Here you’ll find some of the best hotels in the world, but also rooms that are real bargains. There are many booking sites where you can find deals, and I suggest starting with one or more of those. However, my choices for the full Italian, luxury experience are below.

The St. Regis Rome – The St. Regis name is synonymous with luxury, not matter what city it’s in. The St. Regis Rome was built as a grand palace in 1894 and features Italian frescoes, gilded mirrors, chandeliers, rooms with wooden inlaid furniture, and other amenities. Suites come with the St. Regis Butler Service, for those willing to go even more upscale.

Hassler Roma – Located in the heart of Rome, Hassler Roma sits at the top of the Spanish Steps. That means it’s close to a number of other attractions. There are shops and restaurants nearby, the service is impeccable, and they serve a delicious breakfast buffet. Rooms are a bit small, but very comfortable.
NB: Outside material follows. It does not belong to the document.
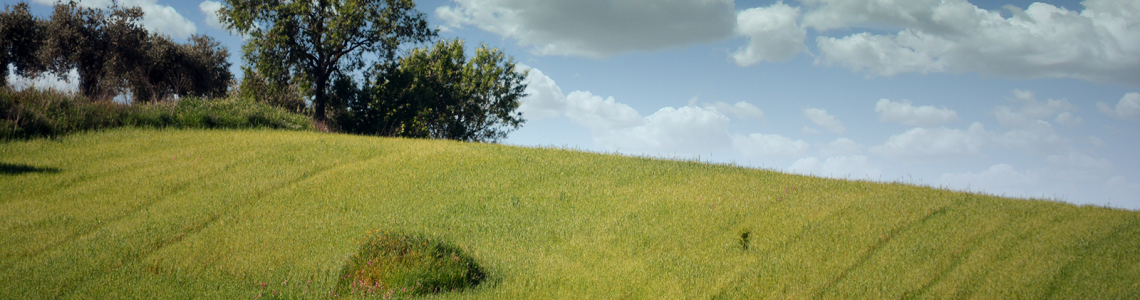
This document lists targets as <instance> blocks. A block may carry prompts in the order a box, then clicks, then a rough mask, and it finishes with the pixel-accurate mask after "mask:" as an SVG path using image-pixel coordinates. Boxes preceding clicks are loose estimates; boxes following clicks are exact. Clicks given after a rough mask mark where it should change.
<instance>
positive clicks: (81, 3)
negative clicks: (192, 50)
mask: <svg viewBox="0 0 1140 300" xmlns="http://www.w3.org/2000/svg"><path fill="white" fill-rule="evenodd" d="M34 1H35V2H36V3H41V5H46V6H55V5H56V1H55V0H34ZM76 2H78V3H79V5H80V6H81V7H88V8H101V9H105V8H109V7H111V6H112V5H115V3H114V2H112V1H111V0H95V1H92V0H80V1H76ZM117 2H119V6H120V7H138V8H140V9H143V13H144V14H145V15H144V16H143V27H146V30H147V31H149V32H152V33H161V34H166V35H170V37H171V38H174V39H186V38H189V37H190V34H194V33H195V32H197V26H195V25H194V22H190V21H188V19H186V18H185V17H182V15H180V14H178V10H174V8H173V7H170V6H163V5H158V3H157V0H119V1H117Z"/></svg>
Hotel Artemide – Rated 4-star, sightseeing is easy from it’s central location. Features include great Italian food at the Ambrosia Restaurant, complimentary Wi-Fi, breakfast buffet, 24-hour fitness center, spa, Turkish bath, Finnish sauna, and complimentary bathrobes, slippers, and towels. 

Centrally located on Via Nazionale about a half-mile east of the Trevi Fountain, the Hotel Artemide acts as a good (and luxurious) home base for sightseeing in Rome. Recent guests said they were pleased with everything from the Italian fare at the Ambrosia Restaurant to the attentive staff to the comfortable accommodations. The guest rooms feature neutral tones and white linens, as well as flat-screen TVs, soundproof windows, work desks, complimentary Wi-Fi access and free minibars that are restocked daily (a traveler favorite). Guests can also enjoy the hotel's breakfast buffet, take advantage of the 24-hour fitness center or get treatments at the Artemís Spa, which previous visitors said offers services at affordable prices. Plus, the spa is equipped with a Turkish bath, a large whirlpool, a Finnish sauna, an ice room and complimentary bathrobes, towels and slippers for use.

Other choices include Hotel Eden, The Inn at the Roman Forum, and the Hotel Raphael. For those on a budget, there’s Casa di Santa Francesca Romana, Daphne Trevi, Hotel Alpi, and Hotel Alexandra.

Check out their websites for pricing, amenities, and availability.

As always, safe travels, and buon viaggio!